Y es del todo un bien necesario que me sabe a gloria esa vuelta, ese volver a encontrar un testimonio de calmada belleza en medio de los fulgores revolucionarios de éstos días, que también tienen su belleza, pero son de otro signo. Contraer un compromiso cívico y asambleario no es fácil para quien encerrado en su individualismo extremo ha encontrado en la piedra sus señas de identidad. Ese ha sido el mal de mi tiempo, mi coraza particular ante la indignación que tanto hemos sufrido y callado. Sin embargo, también las piedras tienen su despiertar, y lo suelen hacer acontecidas de catástrofes naturales. Así, no es casual que lo volcánico y lo sísmico sacudan a la par mis adentros y los de la sociedad en general.

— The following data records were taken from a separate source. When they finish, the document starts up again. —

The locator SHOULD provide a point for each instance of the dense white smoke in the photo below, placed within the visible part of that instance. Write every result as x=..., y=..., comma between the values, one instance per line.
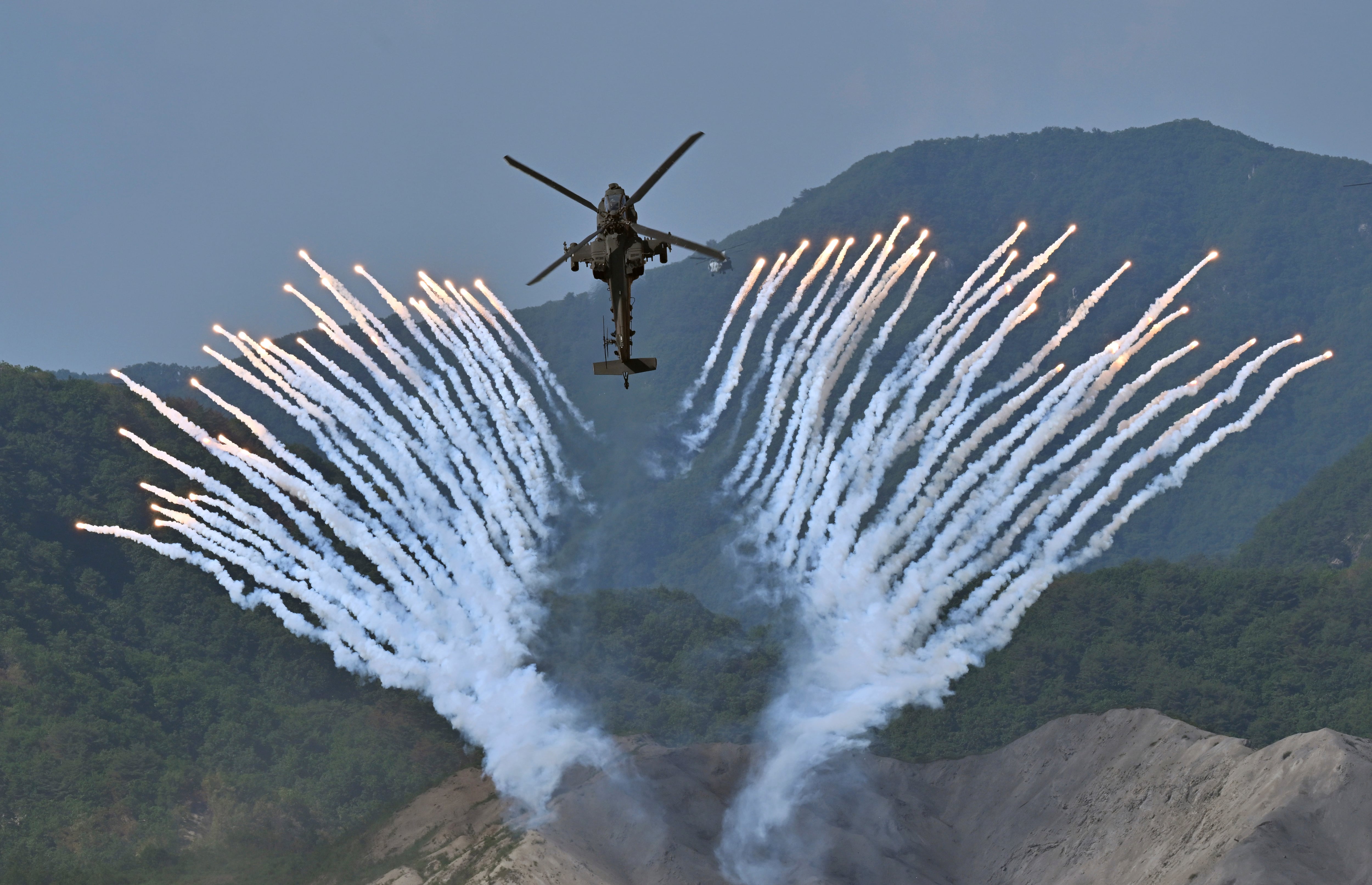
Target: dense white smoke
x=913, y=518
x=453, y=477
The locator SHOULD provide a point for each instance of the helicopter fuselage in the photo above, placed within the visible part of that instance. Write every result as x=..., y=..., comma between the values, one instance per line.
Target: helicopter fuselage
x=618, y=257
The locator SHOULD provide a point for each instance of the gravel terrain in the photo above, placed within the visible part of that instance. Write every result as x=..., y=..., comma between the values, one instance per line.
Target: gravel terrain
x=1126, y=798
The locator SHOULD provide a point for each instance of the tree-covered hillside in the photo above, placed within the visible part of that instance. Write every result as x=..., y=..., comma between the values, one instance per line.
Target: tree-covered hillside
x=1296, y=257
x=1327, y=525
x=153, y=732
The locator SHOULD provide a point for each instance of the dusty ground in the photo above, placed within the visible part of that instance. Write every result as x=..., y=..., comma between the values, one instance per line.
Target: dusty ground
x=1131, y=796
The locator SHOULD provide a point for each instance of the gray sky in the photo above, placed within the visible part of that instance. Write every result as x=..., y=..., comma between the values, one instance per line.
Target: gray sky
x=162, y=163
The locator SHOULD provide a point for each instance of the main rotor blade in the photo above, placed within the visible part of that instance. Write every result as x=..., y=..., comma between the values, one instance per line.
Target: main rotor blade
x=677, y=241
x=662, y=171
x=551, y=183
x=566, y=256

La Alhambra respira con pausa la voluptuosidad de su historia, mientras el guerrero, tras su reparador descanso, pasea pensativo por los jardines, escuchando cómo crece la hierba. No sabe sí volver a la lucha o pensar en la lucha que se ha de llevar. Las fuentes musitan el vago discurso del agua, y en ellas calmo ésta sed de belleza revolucionaria. El romanticismo me arrebata hoy, si, y no sólo por ingenuidad, sino más bien por justicia y necesidad.